Notwithstanding this recent abundance of guidelines, it appears there is still room for further, more specific rules on how to reconcile the often conflicting understandings of what a “streamlined” arbitration entails between lawyers from civil law and common law countries.16 In civil law jurisdictions, “parties are relatively immune from orders to produce documents.”17 In common law jurisdictions, particularly the United States, parties are subject to broad document production rules that require them to preserve and produce mass quantities of ESI. Therefore, an arbitrator with a US or UK background routinely interprets “streamlined” to allow for far greater disclosure than an arbitrator with a civil law background.18

CONCLUSION
The Protocols are an excellent tool for encouraging all stakeholders to take steps to ensure that arbitration can return to its roots as a more efficient and less costly means to resolve disputes. While many of the stakeholders have made some effort to reduce one of the most costly aspects of arbitration—namely, document disclosure—adhering to the Protocols will result in a substantially greater level of success.



Footnotes:
  1. College of Commercial Arbitrators home page, http://www.thecca.net.
  2. College of Commercial Arbitrators, Protocols for Expeditious, Cost Effective Commercial Arbitration (Thomas J. Stipanowich et al. eds., 2010), available at http://www.thecca.net/CCA_Protocols.pdf. The Protocols were developed in the context of commercial arbitration in the United States. Id. at iv. Nevertheless, they are useful in other contexts, including international arbitration.
  3. M. Scott Donahey, Unique Considerations for the International Arbitration of Intellectual Property Disputes, 65 APR Disp. Resol.

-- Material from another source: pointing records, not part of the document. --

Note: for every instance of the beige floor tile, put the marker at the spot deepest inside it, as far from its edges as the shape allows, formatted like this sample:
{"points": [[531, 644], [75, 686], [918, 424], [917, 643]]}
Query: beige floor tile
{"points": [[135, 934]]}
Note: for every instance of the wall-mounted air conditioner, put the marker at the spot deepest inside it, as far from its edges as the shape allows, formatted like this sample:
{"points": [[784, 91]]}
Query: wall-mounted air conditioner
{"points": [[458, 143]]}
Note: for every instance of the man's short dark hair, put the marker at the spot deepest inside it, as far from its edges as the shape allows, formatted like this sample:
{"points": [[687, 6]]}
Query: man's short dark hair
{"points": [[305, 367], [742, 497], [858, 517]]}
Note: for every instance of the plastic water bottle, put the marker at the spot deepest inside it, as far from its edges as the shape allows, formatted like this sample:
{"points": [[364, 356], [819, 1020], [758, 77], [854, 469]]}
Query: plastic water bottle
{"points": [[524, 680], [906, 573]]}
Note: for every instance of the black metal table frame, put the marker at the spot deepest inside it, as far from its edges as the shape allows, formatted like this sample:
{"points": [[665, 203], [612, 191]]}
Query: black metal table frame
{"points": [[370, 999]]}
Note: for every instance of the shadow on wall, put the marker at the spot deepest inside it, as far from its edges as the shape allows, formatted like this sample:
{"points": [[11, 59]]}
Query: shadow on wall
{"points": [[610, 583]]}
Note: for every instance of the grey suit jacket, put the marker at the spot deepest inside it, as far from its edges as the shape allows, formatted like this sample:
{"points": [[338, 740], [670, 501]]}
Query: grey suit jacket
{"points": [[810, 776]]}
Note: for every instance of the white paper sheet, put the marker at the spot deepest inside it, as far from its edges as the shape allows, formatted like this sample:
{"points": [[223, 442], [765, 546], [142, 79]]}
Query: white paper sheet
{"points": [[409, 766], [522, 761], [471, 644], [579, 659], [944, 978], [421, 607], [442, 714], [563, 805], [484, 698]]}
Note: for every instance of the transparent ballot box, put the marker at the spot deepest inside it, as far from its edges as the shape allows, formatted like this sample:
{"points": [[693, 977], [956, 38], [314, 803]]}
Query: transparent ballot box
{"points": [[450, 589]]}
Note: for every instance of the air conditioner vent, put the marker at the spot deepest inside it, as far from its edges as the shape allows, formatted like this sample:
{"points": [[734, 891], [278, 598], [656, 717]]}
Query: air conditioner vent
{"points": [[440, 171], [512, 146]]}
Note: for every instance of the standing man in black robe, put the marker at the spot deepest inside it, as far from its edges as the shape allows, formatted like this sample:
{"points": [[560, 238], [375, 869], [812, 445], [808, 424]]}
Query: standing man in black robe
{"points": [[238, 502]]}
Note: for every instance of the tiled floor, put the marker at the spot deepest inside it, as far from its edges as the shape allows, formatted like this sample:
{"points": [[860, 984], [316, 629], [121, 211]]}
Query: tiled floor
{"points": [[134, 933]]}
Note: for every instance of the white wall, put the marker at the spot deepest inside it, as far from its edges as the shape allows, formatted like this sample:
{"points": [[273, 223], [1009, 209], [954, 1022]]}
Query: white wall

J. 38, 43 (2010).
  4. See id.
  5. See id.
  6. John J. Range and Jonathan M. Wilan, E-Discovery in Arbitration Leading Lawyers on Recovering Electronic Evidence, Meeting New Disclosure Guidelines, and Implementing Measures to Streamline the Process, Aspatore, 2010 WL 556203 (February 2010).
  7. See id.
  8. International Chamber of Commerce Commission on Arbitration, Techniques for Controlling Time and Costs in Arbitration, ICC Publication 843 (2007), available at http://www.iccwbo.org/uploadedFiles/TimeCost_E.pdf.
  9. International Chamber of Commerce, Rules of Arbitration Article 20(1) (1998), available at http://www.iccwbo.org/uploadedFiles/Court/Arbitration/other/rules_arb_english.pdf.
  10. International Centre for Dispute Resolution, ICDR Guidelines for Arbitrators Concerning Exchanges of Information (2008), available at http://www.adr.org/si.asp?id=5288 (hereinafter “ICDR Guidelines”).
  11. Range & Wilan, supra note 6.
  12. ICDR Guidelines, supra note 10.
  13. ICC Techniques, supra note 8.
  14. Chartered Institute of Arbitrators, Protocol for E-Disclosure in Arbitration (2008), available at http://www.ciarb.org/information-and-resources/E-Discolusure%20in%20Arbitration.pdf.
  15. International Bar Association, IBA Rules on the Taking of Evidence in International Arbitration (2010), available at http://www.ibanet.org/LPD/Dispute_Resolution_Section/Arbitration/Projects.aspx#ArbitrationRules.
  16. Jonathan L. Frank and Julie Bédard, Electronic Discovery in International Arbitration: Where Neither the IBA Rules Nor U.S. Litigation Principles Are Enough, Disp. Resol. J. 62, 68 (2008).
  17. See id.
  18. Steven Seidenberg, International Arbitration Loses its Grip: Are U.S. Lawyers to Blame? 96 APR A.B.A.J. 50, 55 (Apr. 2010).